Problem in EnsemblDB for gene_ids with lowercase characters and no gene name
manulera opened this issue · comments
Hello, first let me say I think transvar is great, and we are planning to use it in PomBase, the model organism database for fission yeast.
I think there is a bug / inconsistency that arises like this.
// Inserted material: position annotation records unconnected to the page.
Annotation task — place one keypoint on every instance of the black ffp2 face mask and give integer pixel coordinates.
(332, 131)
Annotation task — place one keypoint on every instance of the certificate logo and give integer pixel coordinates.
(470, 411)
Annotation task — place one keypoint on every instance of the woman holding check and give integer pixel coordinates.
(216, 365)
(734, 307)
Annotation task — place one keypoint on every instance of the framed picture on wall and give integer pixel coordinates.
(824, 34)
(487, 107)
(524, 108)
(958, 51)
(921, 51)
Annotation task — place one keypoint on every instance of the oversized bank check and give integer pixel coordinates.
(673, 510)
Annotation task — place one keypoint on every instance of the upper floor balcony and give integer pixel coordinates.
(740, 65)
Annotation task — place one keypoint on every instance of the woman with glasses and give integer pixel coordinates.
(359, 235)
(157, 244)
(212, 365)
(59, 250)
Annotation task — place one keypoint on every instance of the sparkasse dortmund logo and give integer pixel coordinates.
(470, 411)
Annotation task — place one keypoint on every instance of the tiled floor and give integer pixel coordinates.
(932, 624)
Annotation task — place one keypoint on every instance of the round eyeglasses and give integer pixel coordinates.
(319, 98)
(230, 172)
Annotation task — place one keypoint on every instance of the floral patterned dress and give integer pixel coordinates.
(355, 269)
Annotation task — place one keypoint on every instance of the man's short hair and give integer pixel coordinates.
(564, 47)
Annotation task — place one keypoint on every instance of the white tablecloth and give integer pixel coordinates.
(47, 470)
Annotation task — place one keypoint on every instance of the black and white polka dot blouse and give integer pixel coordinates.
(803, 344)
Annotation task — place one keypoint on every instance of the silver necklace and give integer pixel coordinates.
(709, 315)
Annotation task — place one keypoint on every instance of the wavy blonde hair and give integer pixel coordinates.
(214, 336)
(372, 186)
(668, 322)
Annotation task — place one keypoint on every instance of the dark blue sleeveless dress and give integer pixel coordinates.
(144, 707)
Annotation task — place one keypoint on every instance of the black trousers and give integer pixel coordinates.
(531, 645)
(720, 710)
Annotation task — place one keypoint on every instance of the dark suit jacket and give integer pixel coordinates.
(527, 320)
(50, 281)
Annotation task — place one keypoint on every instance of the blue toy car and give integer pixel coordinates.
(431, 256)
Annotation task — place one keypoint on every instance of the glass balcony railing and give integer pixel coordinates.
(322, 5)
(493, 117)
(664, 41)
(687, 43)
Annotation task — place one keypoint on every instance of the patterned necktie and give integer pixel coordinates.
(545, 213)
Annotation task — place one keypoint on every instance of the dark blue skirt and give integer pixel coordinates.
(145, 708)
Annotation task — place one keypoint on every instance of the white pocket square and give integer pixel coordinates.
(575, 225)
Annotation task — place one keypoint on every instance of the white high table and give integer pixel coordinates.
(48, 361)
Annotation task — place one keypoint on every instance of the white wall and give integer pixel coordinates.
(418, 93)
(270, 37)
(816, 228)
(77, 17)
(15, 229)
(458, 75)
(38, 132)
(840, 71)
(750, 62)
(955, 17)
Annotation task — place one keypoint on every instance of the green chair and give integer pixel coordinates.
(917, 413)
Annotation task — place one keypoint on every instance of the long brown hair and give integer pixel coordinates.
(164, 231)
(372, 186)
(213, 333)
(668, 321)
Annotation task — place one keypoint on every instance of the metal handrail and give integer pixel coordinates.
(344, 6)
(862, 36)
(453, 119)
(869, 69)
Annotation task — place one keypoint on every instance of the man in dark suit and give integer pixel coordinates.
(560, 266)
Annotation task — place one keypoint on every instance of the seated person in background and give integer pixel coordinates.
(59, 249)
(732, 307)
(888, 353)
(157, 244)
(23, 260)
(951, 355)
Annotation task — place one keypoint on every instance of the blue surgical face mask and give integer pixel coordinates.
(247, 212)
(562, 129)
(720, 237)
Let's say we have a feature in a GTF file (real example from pombe genome), that has lowercase in the gene_id
and does not have a gene name
:
II PomBase gene 177469 180628 . - . gene_id "SPBC1198.04c"; gene_biotype "protein_coding";
I can create a database and retreive the gene:
db = AnnoDB(args, read_config())
print('in',list(db.get_gene('SPBC1198.04c')))
However, because of this:
Lines 193 to 195 in f7c17a8
Or this:
Lines 153 to 155 in f7c17a8
It's impossible to use it for a protein annotation such as SPBC1198.04c:p.N3A
, because the q.tok
is made uppercase and it does not exist in db
.
A possible fix for this particular case would be to do gene_id.upper()
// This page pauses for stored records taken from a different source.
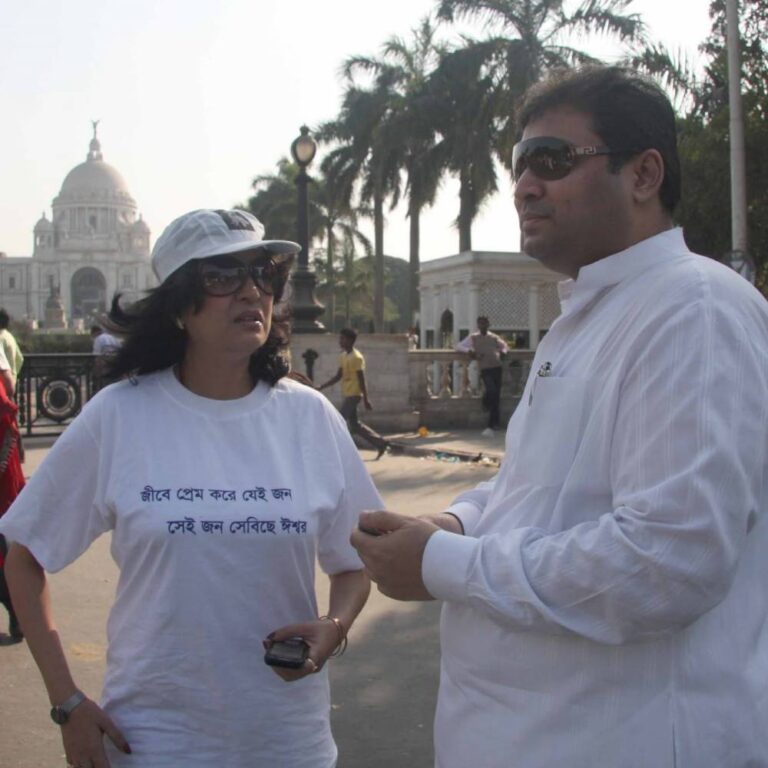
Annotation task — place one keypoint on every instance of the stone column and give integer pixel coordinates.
(534, 329)
(474, 312)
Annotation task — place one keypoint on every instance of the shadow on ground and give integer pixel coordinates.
(384, 691)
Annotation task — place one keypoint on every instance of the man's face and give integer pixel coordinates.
(581, 218)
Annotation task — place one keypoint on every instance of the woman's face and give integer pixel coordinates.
(237, 323)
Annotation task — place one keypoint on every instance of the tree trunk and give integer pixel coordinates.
(331, 308)
(466, 212)
(413, 287)
(378, 263)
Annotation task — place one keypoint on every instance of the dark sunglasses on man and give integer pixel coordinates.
(225, 275)
(550, 159)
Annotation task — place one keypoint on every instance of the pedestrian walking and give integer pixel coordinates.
(487, 348)
(351, 373)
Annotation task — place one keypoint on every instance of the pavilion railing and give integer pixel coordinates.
(445, 386)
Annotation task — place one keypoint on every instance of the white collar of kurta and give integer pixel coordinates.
(620, 266)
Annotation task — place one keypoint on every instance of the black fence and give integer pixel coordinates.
(52, 389)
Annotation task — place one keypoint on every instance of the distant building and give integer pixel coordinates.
(515, 292)
(94, 245)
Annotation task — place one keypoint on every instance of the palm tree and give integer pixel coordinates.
(528, 41)
(363, 157)
(461, 97)
(330, 218)
(410, 126)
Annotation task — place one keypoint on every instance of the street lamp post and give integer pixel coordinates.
(306, 308)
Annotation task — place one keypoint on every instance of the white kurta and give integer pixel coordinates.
(608, 604)
(218, 512)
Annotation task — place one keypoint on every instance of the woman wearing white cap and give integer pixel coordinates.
(222, 482)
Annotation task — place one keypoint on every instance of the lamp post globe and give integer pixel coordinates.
(306, 308)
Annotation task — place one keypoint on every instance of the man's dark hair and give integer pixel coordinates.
(154, 341)
(628, 111)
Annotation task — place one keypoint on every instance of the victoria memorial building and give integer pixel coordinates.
(94, 245)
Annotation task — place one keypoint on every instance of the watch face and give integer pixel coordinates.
(59, 715)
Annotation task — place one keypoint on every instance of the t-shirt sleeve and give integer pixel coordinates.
(335, 554)
(61, 510)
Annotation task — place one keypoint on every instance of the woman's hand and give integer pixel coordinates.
(83, 736)
(322, 637)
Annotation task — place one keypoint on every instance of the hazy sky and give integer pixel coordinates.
(196, 97)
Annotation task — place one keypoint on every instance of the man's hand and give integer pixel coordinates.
(393, 560)
(83, 736)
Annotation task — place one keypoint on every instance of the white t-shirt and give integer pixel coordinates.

here, although I am not sure it would break something else.
Lines 574 to 577 in f7c17a8
Minimal example to show the problem is below, and the files to reproduce:
data/pombe_genome.fa
: https://curation.pombase.org/dumps/latest_build/fasta/chromosomes/Schizosaccharomyces_pombe_all_chromosomes.fa.gz -o data/pombe_genome.fa.gzdata/pombe_genome.gtf
: pombe_genome.gtf.zip
Then, to set up the transvar config:
# env vars
export TRANSVAR_CFG="$(pwd)/data/transvar.cfg"
export TRANSVAR_DOWNLOAD_DIR="$(pwd)/data/transvar_download"
transvar config -k reference -v "data/pombe_genome.fa" --refversion pombe_genome
transvar index --ensembl data/pombe_genome.gtf --reference data/pombe_genome.fa
Then run the code that gives the error (transvar_main_script
below is bin/transvar from which I import the parser functions)
from transvar.annodb import AnnoDB
from transvar.config import read_config
import argparse
from transvar_main_script import parser_add_annotation, parser_add_mutation, parser_add_general
from transvar.anno import main_anno
from functools import partial
parser = argparse.ArgumentParser(description=__doc__)
subparsers = parser.add_subparsers()
p = subparsers.add_parser("panno", help='annotate protein element')
parser_add_annotation(p)
parser_add_mutation(p)
parser_add_general(p)
p.set_defaults(func=partial(main_anno, at='p'))
variant_type = 'panno'
variant_description = 'SPBC1198.04c:p.N3A'
args = parser.parse_args([variant_type, '-i', variant_description, '--ensembl', 'data/pombe_genome.gtf.transvardb', '--reference', 'data/pombe_genome.fa', '-v', '2'])
db = AnnoDB(args, read_config())
print('the gene is found in the db: ',list(db.get_gene('SPBC1198.04c')))
print('the gene is not found in the panno call')
args.func(args)
That solution is not great though, because then when printing the line, it will print the gene_id in uppercase, which is not ideal.
Instead, one could make get_gene try with and without uppercase?